Odnośnie regulaminu:
Mimo, iż nie jestem prawnikiem, to w oparciu o niemałe doświadczenie w analizowaniu umów, regulaminów i wykształcenie z zakresu logiki wyrażam opinię, iż regulamin jednoznacznie wskazuje, iż przebywanie pod powierzchnią po 3min. od rozpoczęcia próby było ZABRONIONE.

Odnośnie próby Mateusza:
Z waszych opisów wynika, że Mateusz został wyciągnięty na powierzchnię i zdyskwalifikowany zgodnie z regulaminem, co potwierdza sam zainteresowany.

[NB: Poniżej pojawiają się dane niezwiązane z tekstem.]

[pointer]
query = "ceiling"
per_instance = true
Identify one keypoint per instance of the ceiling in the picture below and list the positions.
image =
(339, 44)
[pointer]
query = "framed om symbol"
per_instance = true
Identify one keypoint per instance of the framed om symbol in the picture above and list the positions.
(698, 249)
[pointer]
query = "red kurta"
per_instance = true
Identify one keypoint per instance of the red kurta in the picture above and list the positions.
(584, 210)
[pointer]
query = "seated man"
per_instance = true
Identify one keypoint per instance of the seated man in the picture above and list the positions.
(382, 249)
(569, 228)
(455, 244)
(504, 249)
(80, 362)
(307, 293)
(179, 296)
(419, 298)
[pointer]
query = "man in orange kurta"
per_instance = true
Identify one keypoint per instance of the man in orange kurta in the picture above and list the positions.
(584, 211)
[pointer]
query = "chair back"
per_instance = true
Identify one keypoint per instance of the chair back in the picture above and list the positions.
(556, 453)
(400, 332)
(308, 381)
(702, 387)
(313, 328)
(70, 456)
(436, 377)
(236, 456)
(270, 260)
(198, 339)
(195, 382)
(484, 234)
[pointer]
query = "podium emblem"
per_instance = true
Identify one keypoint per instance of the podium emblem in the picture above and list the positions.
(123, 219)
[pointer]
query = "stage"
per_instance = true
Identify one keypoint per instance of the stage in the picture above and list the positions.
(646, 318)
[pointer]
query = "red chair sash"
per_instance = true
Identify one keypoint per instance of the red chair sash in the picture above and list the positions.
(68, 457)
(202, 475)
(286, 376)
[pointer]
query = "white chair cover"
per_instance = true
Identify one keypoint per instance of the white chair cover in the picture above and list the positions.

Odnośnie decyzji kolegium sędziów:
Decyzja jest dla mnie niezrozumiała.

A teraz krótka analiza:
Mimo firmowania imprezy przez SFP, wiele przesłanek kazało przypuszczać, że impreza będzie miała charakter towarzyskich (wręcz podwórkowych) zawodów. Świadczy o tym choćby skład kolegium sędziów, które nie pozwalało oczekiwać zachowania standardów AIDA. (Pamiętajmy, że i te nie są idealne). W tej sytuacji należało brać pod uwagę możliwe niedoskonałości w organizacji, egzekwowaniu regulamiu jak i zabezpieczeniu imprezy (tak uważam na podstawie własnych doświadczeń w startach, w nawet wyższej rangi, imprezach triathlonowych).

Oczywiście, że byłoby lepiej, gdyby kolegium sędziowskie podjęło bardziej oczywistą decyzję.
Skoro tak się jednak nie stało, myślę, że ze względu na rangę zawodów najlepiej pominąć ją milczeniem.

Mateuszu, ze względu na to, że:
– nie składałeś protestu odnośnie swojej dyskwalifikacji
– nie składałeś protestu dot. prób Adriana i Roberta
dałeś dość jednoznacznie do zrozumienia, że oficjalne wyniki zawodów nie są dla Ciebie sprawą istotną; choć rozumiem Twoje rozgoryczenie, wybacz, że to piszę , ale Twój symboliczny protest jest dla mnie niezrozumiały.

Bardzo liczę na to (i proszę ze swojej strony) że wszyscy zainteresowani – dojdziecie do porozumienia i załatwicie tę sprawę z korzyścią dla nas wszystkich.

Mam w tym zresztą osobisty business, bo chciałbym prześlicznie przerżnąć na MP z Całą…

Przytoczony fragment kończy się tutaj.